Hasta hace poco, el país parecía estar superando nocivas fracturas del pasado. El TLC con Estados Unidos se normalizó tras el referendo del 2007, al igual que la apertura económica. El gobierno del PAC ajustó sus ampulosas posturas de cambio al tener que “bailar” con las complejidades del poder. La política parecía estar fluyendo desde choques irreconciliables sobre el “qué” a la necesidad de acuerdos sobre el “cómo”. Y los diferenciadores ideológicos comenzaron a acercarse; sus extremos, a debilitarse.
Las últimas elecciones lo reflejaron: en el polo izquierdo, el Frente Amplio cayó a su mínimo normal; en el derecho, el Movimiento Libertario se hundió en la nada.
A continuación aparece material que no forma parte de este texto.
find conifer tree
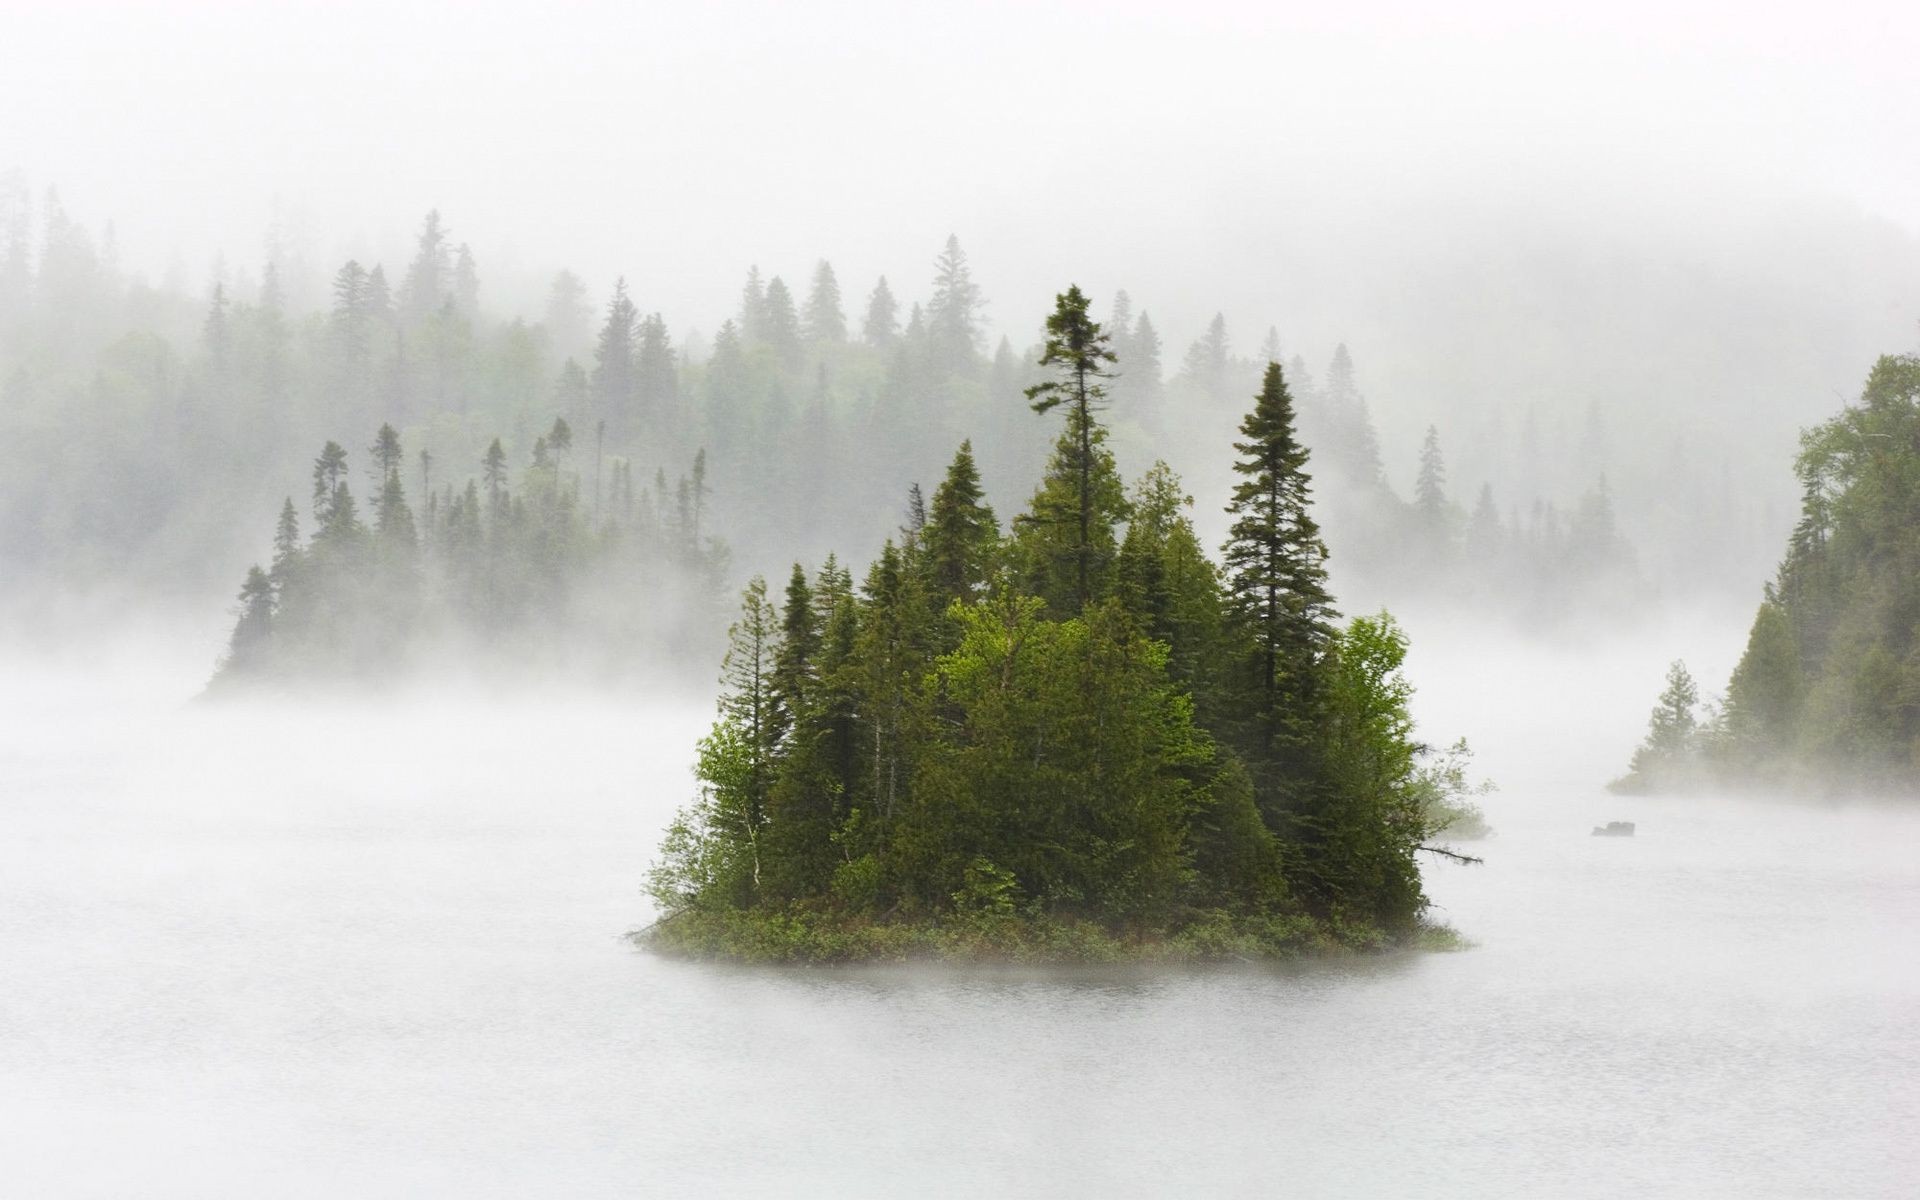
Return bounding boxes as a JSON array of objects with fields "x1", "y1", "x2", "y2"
[
  {"x1": 927, "y1": 235, "x2": 983, "y2": 373},
  {"x1": 803, "y1": 260, "x2": 846, "y2": 345},
  {"x1": 635, "y1": 313, "x2": 677, "y2": 428},
  {"x1": 369, "y1": 424, "x2": 403, "y2": 482},
  {"x1": 762, "y1": 275, "x2": 801, "y2": 364},
  {"x1": 1221, "y1": 362, "x2": 1336, "y2": 791},
  {"x1": 592, "y1": 279, "x2": 638, "y2": 438},
  {"x1": 482, "y1": 438, "x2": 508, "y2": 515},
  {"x1": 771, "y1": 563, "x2": 820, "y2": 748},
  {"x1": 1414, "y1": 425, "x2": 1450, "y2": 537},
  {"x1": 923, "y1": 440, "x2": 1000, "y2": 612},
  {"x1": 739, "y1": 266, "x2": 768, "y2": 343},
  {"x1": 269, "y1": 497, "x2": 301, "y2": 593},
  {"x1": 222, "y1": 566, "x2": 276, "y2": 674},
  {"x1": 398, "y1": 210, "x2": 452, "y2": 324},
  {"x1": 452, "y1": 243, "x2": 479, "y2": 316},
  {"x1": 1183, "y1": 313, "x2": 1232, "y2": 400},
  {"x1": 1126, "y1": 311, "x2": 1163, "y2": 408},
  {"x1": 862, "y1": 276, "x2": 899, "y2": 347},
  {"x1": 720, "y1": 575, "x2": 783, "y2": 844},
  {"x1": 1019, "y1": 285, "x2": 1125, "y2": 613},
  {"x1": 312, "y1": 441, "x2": 349, "y2": 524}
]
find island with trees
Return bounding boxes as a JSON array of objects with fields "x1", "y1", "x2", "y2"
[
  {"x1": 210, "y1": 422, "x2": 727, "y2": 687},
  {"x1": 1614, "y1": 354, "x2": 1920, "y2": 796},
  {"x1": 639, "y1": 287, "x2": 1484, "y2": 964}
]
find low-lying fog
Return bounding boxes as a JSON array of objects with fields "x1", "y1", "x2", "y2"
[{"x1": 4, "y1": 614, "x2": 1914, "y2": 1197}]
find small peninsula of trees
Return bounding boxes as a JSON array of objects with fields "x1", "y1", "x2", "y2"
[
  {"x1": 641, "y1": 287, "x2": 1482, "y2": 964},
  {"x1": 1614, "y1": 355, "x2": 1920, "y2": 795},
  {"x1": 212, "y1": 421, "x2": 727, "y2": 687}
]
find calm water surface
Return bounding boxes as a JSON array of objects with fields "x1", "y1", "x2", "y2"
[{"x1": 2, "y1": 629, "x2": 1915, "y2": 1197}]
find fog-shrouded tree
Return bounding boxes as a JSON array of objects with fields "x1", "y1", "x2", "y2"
[
  {"x1": 927, "y1": 235, "x2": 983, "y2": 374},
  {"x1": 802, "y1": 260, "x2": 846, "y2": 346},
  {"x1": 593, "y1": 279, "x2": 639, "y2": 440},
  {"x1": 398, "y1": 210, "x2": 452, "y2": 324},
  {"x1": 861, "y1": 275, "x2": 899, "y2": 347}
]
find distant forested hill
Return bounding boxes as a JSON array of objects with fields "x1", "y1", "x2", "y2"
[
  {"x1": 5, "y1": 184, "x2": 1805, "y2": 633},
  {"x1": 1616, "y1": 355, "x2": 1920, "y2": 794}
]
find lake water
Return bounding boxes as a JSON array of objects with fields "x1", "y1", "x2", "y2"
[{"x1": 3, "y1": 622, "x2": 1916, "y2": 1197}]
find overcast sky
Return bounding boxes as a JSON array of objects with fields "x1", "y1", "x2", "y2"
[{"x1": 3, "y1": 0, "x2": 1917, "y2": 344}]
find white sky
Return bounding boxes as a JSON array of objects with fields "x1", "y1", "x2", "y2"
[{"x1": 3, "y1": 0, "x2": 1917, "y2": 343}]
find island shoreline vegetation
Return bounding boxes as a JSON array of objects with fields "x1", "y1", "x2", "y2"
[
  {"x1": 638, "y1": 285, "x2": 1486, "y2": 965},
  {"x1": 1614, "y1": 354, "x2": 1920, "y2": 798}
]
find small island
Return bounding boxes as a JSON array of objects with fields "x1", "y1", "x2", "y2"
[
  {"x1": 1614, "y1": 354, "x2": 1920, "y2": 796},
  {"x1": 639, "y1": 287, "x2": 1483, "y2": 964}
]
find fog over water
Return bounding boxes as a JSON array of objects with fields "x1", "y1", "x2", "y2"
[
  {"x1": 4, "y1": 613, "x2": 1915, "y2": 1197},
  {"x1": 6, "y1": 2, "x2": 1920, "y2": 1194}
]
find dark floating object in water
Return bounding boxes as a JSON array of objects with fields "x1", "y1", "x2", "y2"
[{"x1": 1591, "y1": 821, "x2": 1636, "y2": 838}]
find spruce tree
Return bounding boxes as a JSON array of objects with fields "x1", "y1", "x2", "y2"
[
  {"x1": 1414, "y1": 425, "x2": 1449, "y2": 529},
  {"x1": 762, "y1": 276, "x2": 802, "y2": 365},
  {"x1": 592, "y1": 279, "x2": 638, "y2": 439},
  {"x1": 803, "y1": 260, "x2": 846, "y2": 345},
  {"x1": 861, "y1": 276, "x2": 899, "y2": 347},
  {"x1": 398, "y1": 210, "x2": 451, "y2": 324},
  {"x1": 926, "y1": 235, "x2": 983, "y2": 373},
  {"x1": 719, "y1": 575, "x2": 783, "y2": 845},
  {"x1": 1020, "y1": 285, "x2": 1125, "y2": 613},
  {"x1": 312, "y1": 442, "x2": 349, "y2": 524},
  {"x1": 922, "y1": 440, "x2": 1000, "y2": 612},
  {"x1": 1221, "y1": 362, "x2": 1336, "y2": 791}
]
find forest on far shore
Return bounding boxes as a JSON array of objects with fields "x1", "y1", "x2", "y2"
[
  {"x1": 0, "y1": 187, "x2": 1675, "y2": 645},
  {"x1": 1616, "y1": 354, "x2": 1920, "y2": 796}
]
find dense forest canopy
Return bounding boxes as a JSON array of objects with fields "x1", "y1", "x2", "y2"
[
  {"x1": 1615, "y1": 355, "x2": 1920, "y2": 795},
  {"x1": 642, "y1": 288, "x2": 1484, "y2": 963},
  {"x1": 0, "y1": 180, "x2": 1767, "y2": 649}
]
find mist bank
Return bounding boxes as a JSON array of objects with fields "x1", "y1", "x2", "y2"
[{"x1": 5, "y1": 178, "x2": 1916, "y2": 636}]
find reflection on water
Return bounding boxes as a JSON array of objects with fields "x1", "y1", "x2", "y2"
[{"x1": 2, "y1": 637, "x2": 1916, "y2": 1197}]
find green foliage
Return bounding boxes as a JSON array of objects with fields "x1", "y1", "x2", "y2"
[
  {"x1": 645, "y1": 297, "x2": 1478, "y2": 961},
  {"x1": 1620, "y1": 354, "x2": 1920, "y2": 794}
]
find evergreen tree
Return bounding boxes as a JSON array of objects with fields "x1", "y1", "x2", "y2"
[
  {"x1": 452, "y1": 242, "x2": 480, "y2": 316},
  {"x1": 718, "y1": 575, "x2": 783, "y2": 883},
  {"x1": 636, "y1": 313, "x2": 677, "y2": 429},
  {"x1": 802, "y1": 260, "x2": 846, "y2": 345},
  {"x1": 1414, "y1": 425, "x2": 1449, "y2": 533},
  {"x1": 1617, "y1": 661, "x2": 1702, "y2": 791},
  {"x1": 222, "y1": 566, "x2": 276, "y2": 674},
  {"x1": 861, "y1": 276, "x2": 899, "y2": 347},
  {"x1": 1018, "y1": 285, "x2": 1125, "y2": 613},
  {"x1": 1183, "y1": 314, "x2": 1232, "y2": 400},
  {"x1": 312, "y1": 441, "x2": 349, "y2": 525},
  {"x1": 926, "y1": 235, "x2": 983, "y2": 373},
  {"x1": 739, "y1": 266, "x2": 768, "y2": 343},
  {"x1": 922, "y1": 440, "x2": 1000, "y2": 613},
  {"x1": 1124, "y1": 311, "x2": 1163, "y2": 409},
  {"x1": 1221, "y1": 362, "x2": 1336, "y2": 798},
  {"x1": 398, "y1": 210, "x2": 452, "y2": 324},
  {"x1": 593, "y1": 279, "x2": 639, "y2": 438},
  {"x1": 762, "y1": 275, "x2": 802, "y2": 364}
]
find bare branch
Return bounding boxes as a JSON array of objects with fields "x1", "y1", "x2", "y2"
[{"x1": 1418, "y1": 844, "x2": 1485, "y2": 866}]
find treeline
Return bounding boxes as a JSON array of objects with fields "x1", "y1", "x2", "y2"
[
  {"x1": 212, "y1": 421, "x2": 727, "y2": 687},
  {"x1": 0, "y1": 183, "x2": 1651, "y2": 628},
  {"x1": 1615, "y1": 355, "x2": 1920, "y2": 795},
  {"x1": 644, "y1": 288, "x2": 1480, "y2": 963},
  {"x1": 1288, "y1": 360, "x2": 1641, "y2": 623}
]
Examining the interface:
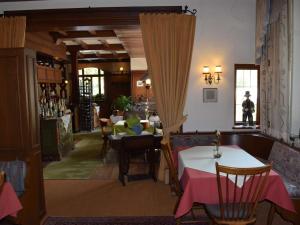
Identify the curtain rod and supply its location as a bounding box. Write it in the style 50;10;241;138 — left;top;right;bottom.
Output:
182;5;197;15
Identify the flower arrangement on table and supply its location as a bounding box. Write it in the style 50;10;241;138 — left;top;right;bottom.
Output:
212;130;222;158
113;115;154;135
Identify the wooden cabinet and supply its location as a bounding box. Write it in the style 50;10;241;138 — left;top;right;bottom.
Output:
0;48;46;225
41;115;74;161
37;65;62;83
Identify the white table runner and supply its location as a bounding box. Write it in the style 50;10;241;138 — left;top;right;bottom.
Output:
178;146;265;187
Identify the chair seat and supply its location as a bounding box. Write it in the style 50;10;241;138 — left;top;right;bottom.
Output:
205;203;253;220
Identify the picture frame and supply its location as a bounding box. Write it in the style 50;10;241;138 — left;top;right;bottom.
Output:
203;88;218;103
136;80;144;87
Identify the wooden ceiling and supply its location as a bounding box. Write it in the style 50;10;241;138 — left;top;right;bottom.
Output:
48;28;144;61
5;6;182;61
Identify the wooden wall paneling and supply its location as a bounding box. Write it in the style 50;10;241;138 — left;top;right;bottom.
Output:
25;32;67;60
0;48;45;225
54;68;62;83
45;67;54;83
37;65;47;82
0;51;23;158
131;70;153;101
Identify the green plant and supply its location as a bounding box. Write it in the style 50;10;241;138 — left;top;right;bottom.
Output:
112;95;132;112
93;93;104;102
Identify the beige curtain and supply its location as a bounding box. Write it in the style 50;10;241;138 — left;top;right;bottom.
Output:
0;16;26;48
140;13;196;181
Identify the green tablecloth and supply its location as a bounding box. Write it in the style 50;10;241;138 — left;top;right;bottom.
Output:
113;124;154;135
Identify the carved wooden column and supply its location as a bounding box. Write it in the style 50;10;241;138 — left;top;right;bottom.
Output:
69;50;80;131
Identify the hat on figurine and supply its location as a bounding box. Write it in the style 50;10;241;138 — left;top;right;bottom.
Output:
244;91;251;97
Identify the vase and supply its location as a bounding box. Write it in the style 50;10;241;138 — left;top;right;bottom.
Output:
213;145;222;158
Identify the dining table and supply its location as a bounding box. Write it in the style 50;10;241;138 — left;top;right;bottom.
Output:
0;182;22;220
175;145;295;218
108;120;162;185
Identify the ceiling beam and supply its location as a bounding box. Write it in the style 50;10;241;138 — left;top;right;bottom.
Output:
49;30;116;41
75;40;89;49
78;53;129;59
67;44;124;51
4;6;182;32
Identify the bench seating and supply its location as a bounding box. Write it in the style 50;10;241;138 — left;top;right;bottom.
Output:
269;142;300;197
268;141;300;225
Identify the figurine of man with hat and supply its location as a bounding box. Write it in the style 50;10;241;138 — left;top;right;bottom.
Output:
242;91;255;126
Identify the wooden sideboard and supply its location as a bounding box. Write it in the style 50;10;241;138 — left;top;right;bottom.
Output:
41;115;74;161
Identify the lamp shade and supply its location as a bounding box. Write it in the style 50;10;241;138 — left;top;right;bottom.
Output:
145;78;151;85
215;65;222;73
203;66;210;74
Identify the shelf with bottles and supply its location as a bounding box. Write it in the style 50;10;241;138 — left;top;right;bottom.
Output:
39;83;68;119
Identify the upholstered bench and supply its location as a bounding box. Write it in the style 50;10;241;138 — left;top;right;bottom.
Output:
268;141;300;197
268;141;300;224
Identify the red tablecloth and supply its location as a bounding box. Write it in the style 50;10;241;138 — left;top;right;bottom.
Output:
175;167;295;218
0;182;22;220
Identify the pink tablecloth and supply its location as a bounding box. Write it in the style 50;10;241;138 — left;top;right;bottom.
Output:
0;182;23;220
175;168;295;218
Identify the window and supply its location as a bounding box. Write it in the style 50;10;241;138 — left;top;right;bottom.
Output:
78;67;105;101
234;64;260;125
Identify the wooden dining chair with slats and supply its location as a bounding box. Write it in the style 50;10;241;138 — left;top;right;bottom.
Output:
161;142;203;224
204;162;272;225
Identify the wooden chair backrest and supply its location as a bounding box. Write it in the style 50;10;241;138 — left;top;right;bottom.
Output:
215;162;272;221
161;142;181;196
0;171;5;193
121;135;154;152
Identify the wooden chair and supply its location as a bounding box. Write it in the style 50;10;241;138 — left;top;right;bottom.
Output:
0;171;5;193
120;135;156;185
204;162;272;225
99;118;112;150
161;142;203;223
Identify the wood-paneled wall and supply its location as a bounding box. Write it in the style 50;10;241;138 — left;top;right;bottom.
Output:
25;32;67;60
131;70;153;102
0;17;26;48
0;48;45;225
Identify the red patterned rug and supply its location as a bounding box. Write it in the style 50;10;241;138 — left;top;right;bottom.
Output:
44;216;209;225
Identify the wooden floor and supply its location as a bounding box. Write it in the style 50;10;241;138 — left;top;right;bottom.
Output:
44;179;292;225
43;133;293;224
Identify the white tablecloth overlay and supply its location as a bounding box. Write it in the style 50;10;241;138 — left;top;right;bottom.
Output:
114;120;154;126
61;114;71;131
178;146;265;188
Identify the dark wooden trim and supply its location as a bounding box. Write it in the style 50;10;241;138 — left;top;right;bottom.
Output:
234;64;260;125
49;30;116;42
78;53;129;60
4;6;182;32
77;58;130;63
67;44;124;52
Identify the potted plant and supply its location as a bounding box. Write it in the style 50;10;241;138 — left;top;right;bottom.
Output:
112;95;133;114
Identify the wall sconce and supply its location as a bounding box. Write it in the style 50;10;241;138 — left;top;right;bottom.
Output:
202;65;222;85
119;67;124;73
144;78;151;89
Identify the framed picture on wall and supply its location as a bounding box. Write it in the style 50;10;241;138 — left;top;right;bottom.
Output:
203;88;218;102
136;80;144;87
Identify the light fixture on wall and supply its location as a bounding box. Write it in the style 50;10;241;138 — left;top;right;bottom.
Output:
202;65;222;85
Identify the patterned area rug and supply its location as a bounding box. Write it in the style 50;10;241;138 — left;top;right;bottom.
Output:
44;216;209;225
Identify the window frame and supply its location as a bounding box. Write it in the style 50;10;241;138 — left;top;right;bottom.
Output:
234;64;260;126
78;68;105;100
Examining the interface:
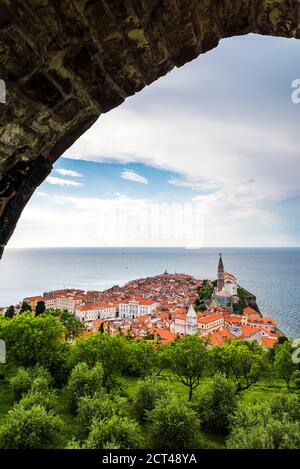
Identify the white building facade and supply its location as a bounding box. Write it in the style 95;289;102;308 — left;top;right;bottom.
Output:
76;303;117;322
119;299;159;320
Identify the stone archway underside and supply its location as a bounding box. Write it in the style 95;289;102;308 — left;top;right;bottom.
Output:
0;0;299;257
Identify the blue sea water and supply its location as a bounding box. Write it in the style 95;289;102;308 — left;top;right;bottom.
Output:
0;247;299;338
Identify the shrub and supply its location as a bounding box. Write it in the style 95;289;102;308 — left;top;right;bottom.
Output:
10;368;32;401
84;415;141;449
65;438;82;449
147;397;199;449
227;419;300;449
134;376;169;422
227;398;300;449
126;341;155;377
70;334;128;389
293;370;300;389
193;374;237;433
19;389;58;413
269;392;300;422
66;362;104;413
10;366;53;401
77;393;116;437
0;404;61;449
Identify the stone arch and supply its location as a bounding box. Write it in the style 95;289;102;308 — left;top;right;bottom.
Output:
0;1;299;257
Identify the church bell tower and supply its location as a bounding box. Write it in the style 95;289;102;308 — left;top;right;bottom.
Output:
217;253;224;292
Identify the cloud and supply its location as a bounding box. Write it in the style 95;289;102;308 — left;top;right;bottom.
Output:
12;194;204;248
121;170;149;185
46;176;83;188
55;168;83;178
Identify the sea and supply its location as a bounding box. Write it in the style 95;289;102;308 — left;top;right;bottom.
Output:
0;247;299;338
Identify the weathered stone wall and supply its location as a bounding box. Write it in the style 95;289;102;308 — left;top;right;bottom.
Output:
0;0;299;256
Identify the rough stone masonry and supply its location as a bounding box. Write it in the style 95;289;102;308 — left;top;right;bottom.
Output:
0;0;299;257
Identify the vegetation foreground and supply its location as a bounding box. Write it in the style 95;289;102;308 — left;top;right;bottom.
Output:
0;310;299;449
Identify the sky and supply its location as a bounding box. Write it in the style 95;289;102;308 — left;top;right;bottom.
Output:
8;33;300;248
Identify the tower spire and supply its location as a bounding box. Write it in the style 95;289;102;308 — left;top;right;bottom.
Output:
218;253;224;274
217;253;224;292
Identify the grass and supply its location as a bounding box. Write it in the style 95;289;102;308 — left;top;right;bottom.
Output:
237;287;254;299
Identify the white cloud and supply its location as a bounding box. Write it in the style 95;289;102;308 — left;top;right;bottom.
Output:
11;194;205;248
64;105;299;202
46;176;83;188
55;168;83;178
121;170;148;185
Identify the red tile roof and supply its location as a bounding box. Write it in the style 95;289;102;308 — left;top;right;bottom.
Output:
197;314;224;324
243;307;260;316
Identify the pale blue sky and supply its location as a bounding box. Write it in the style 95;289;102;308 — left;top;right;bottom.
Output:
9;34;300;248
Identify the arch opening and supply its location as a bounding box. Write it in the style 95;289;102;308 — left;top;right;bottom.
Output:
0;0;300;257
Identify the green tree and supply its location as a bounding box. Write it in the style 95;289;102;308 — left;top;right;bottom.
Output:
19;389;58;413
227;420;300;449
35;300;46;316
0;313;69;384
10;366;52;401
134;376;169;422
167;335;208;400
84;415;141;449
71;334;128;389
127;341;156;377
211;341;267;392
10;368;32;401
193;374;237;433
5;305;15;319
0;404;61;449
20;301;32;313
59;310;84;341
77;392;116;437
274;341;297;388
66;362;104;413
147;397;199;449
209;343;232;378
227;396;300;449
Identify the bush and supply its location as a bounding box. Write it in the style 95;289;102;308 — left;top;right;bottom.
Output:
0;404;61;449
65;438;82;449
84;415;141;449
227;397;300;449
227;419;300;449
70;334;128;389
126;341;156;377
293;370;300;389
269;392;300;422
19;389;58;413
66;362;104;413
134;376;169;422
10;366;52;401
147;398;199;449
10;368;31;401
193;374;237;433
77;393;116;437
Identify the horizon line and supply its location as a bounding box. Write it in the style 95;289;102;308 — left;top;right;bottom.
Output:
5;245;300;250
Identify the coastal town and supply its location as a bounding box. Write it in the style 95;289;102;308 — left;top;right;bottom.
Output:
1;254;282;347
Todo esto ha sucedido sobre la base de grandes consensos nacionales (reales o retóricos), centrados en la tolerancia, el respeto, la separación entre lo íntimo y lo público, la solidaridad, el equilibrio, la equidad y la primacía incuestionada del derecho nacional e internacional.
Pero en la trastienda sociocultural, identitaria y emotiva se estaba cocinando una fractura mayor: la generada, desde la marginación y la desesperanza de amplios sectores, por una mezcla de simplismos, manipulación, prejuicios y el uso de la religión y el miedo como inductores de acción política. La candidatura de Juan Diego Castro fue un amago de todo esto; el paso de Fabricio Alvarado a la segunda vuelta, un descarnado clímax.
Hoy nos enfrentamos, como sociedad, al riesgo de un posible presidente que reniega de compromisos jurídicos, irrespeta el ámbito de la intimidad, levanta la bandera de los fundamentalismos, carece de una visión de Estado, desdeña la complejidad de la acción pública y reduce a los marginados al papel de dóciles seguidores, no sujetos de derecho.
Por esto, cometen un grave error los dirigentes políticos o económicos que ven un posible gobierno suyo como un cascarón vacío que podrían llenar y controlar con cuadros propios y una posible “supermayoría” legislativa, para desde allí impulsar diferentes objetivos. Quienes así creen olvidan que el gran debate de hoy no se reduce a opciones políticas, económicas, sociales o institucionales. Se trata de algo mayor y más profundo: el posible retroceso o desplome de los bastiones de nuestra convivencia, sin los cuales de poco valdrá el resto. No es un juego de chapas, sino de valores.